I'm perfectly happy with everything you've said about the limit of the series. But can you point me to something that actually proves the sum REACHES that limit?
There was a post last page I think, where someone restated the question in terms of functions. Hang on while I go look.
Originally posted by SiskinAh, this is the post I was thinking of.
Series and functions can reach their limits.
if the lim as x->a of f(x) = f(a) then the function f is said to be continuous at a.
The problem being here, "a" is infinite, isn't it? Don't see how this helps, now that I think of it.
But the whole problem is, establishing whether that series reaches its limit rather than blithely assuming it. Don't tell me I'm going to have to rummage in my calculus notes!
Okay, I'm satisfied now. But not from what was up here, most of it missed some steps I needed to see.
What I found was this theorem (AND its proof):
The geometric series a + ar + ar^2 + ar^3 + ... + ar^n-1 + ...
converges and has the SUM S = a/1-r if |r|<1
So, for the sequence 0.9 + 0.09 + 0.09 + ...
You get a = 0.9 and r = 0.1
a/1-r = 0.9/(1-0.1) = 0.9/0.9 = 1
The sum of the series is 1. So 0.999... = 1.
IT'S TRUE!
Originally posted by orfeoa is not infinity.
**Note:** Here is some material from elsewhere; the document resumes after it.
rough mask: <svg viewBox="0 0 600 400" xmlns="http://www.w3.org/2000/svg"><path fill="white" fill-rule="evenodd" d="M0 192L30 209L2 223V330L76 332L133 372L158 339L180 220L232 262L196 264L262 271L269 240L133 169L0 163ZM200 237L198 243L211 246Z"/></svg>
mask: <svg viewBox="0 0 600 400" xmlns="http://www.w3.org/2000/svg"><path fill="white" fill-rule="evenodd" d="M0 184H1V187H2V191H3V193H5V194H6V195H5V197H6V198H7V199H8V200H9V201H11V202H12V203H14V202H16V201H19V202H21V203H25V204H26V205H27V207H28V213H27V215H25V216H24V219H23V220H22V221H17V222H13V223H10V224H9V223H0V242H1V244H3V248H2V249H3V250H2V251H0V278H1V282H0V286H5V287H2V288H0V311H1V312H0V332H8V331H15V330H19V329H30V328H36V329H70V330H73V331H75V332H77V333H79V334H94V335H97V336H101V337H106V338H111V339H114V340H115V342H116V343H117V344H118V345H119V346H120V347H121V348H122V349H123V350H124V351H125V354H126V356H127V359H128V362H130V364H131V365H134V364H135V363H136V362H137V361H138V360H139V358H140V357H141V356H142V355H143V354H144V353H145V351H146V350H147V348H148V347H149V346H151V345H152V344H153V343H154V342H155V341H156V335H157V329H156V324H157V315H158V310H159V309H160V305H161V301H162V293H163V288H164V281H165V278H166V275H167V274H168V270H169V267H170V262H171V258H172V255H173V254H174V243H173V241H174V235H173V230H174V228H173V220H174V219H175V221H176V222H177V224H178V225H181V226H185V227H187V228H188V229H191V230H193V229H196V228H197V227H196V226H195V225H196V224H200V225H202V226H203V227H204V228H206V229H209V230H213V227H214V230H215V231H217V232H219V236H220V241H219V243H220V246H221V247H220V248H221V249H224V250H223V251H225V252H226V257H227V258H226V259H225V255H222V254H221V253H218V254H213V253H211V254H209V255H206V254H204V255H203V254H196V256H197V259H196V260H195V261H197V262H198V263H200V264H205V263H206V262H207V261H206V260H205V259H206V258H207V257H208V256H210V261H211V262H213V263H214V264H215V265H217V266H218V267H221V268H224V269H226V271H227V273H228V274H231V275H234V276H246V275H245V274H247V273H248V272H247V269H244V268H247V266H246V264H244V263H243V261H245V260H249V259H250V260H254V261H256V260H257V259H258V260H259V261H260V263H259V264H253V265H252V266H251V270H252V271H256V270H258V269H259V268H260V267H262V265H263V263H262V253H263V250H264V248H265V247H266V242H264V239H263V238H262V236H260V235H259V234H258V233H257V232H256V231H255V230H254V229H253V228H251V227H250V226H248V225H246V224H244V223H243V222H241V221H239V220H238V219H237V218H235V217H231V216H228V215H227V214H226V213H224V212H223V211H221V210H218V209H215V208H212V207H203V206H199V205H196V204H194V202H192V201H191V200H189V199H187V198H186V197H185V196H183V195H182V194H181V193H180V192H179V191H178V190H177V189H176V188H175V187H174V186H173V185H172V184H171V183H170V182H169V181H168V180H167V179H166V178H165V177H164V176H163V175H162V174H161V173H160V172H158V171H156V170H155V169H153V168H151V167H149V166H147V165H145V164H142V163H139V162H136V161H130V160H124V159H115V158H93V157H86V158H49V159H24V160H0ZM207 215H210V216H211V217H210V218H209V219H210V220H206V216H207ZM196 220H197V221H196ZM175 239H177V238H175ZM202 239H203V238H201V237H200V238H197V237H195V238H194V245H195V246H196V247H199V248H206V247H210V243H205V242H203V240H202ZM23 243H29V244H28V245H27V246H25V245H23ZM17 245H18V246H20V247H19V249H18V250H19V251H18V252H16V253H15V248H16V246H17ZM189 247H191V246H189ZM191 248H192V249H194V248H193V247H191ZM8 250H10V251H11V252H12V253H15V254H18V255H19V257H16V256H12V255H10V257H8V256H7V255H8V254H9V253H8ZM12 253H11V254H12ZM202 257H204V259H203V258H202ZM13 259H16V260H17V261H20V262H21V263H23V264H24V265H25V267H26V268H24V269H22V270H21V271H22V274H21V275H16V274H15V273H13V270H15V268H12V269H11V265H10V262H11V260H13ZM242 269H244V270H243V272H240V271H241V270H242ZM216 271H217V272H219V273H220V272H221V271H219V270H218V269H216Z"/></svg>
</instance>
What was said here applies for every real number, as well as +/- infinity
Ah, this is the post I was thinking of.
The problem being here, "a" is infinite, isn't it? Don't see how this helps, now that I think of it.
But the whole problem is, establishing whether that series reaches its limit rather than blithely assuming it. Don't tell me I'm going to have to rummage in my calculus notes!
Every 9 cancels yes, but not because i can count them. It because there are countable infinite 9's behind the decimal point (infinite row of nines, but i can assign a number to every 9, so that if you point at one, i will say it's number, the set of counting numbers is countable infinite, the set of fractions is as well, but the set of reals is overcountable infinite). Being a countable infinite row, i can say that the first 9 cancels, and that every next 9 cancels as well. So the second cancels, the third...all of them cancel.
Limits are a bit hard to explain without offending mathematicians but i'll try it like this:
the limit of f(x) for x -> a, is what you need f(a) to be for the function to be continuous in a. This is more or less what limit means, even if a is infinity or not.
Originally posted by EinZweiDreiit's just two different ways of writign the same number, like sqrt(-1) and 'i'. and as for your 1=2 proof, it's cause 1*0=2*0 😉
I've seen a proof that proves that 2 is equal to 1, too. If one is clever and determined enough, they can nest a trick in a convincing-looking proof. Logically, .9~ cannot equal 1. According to the reflexive property, how can a number equal anything but itself?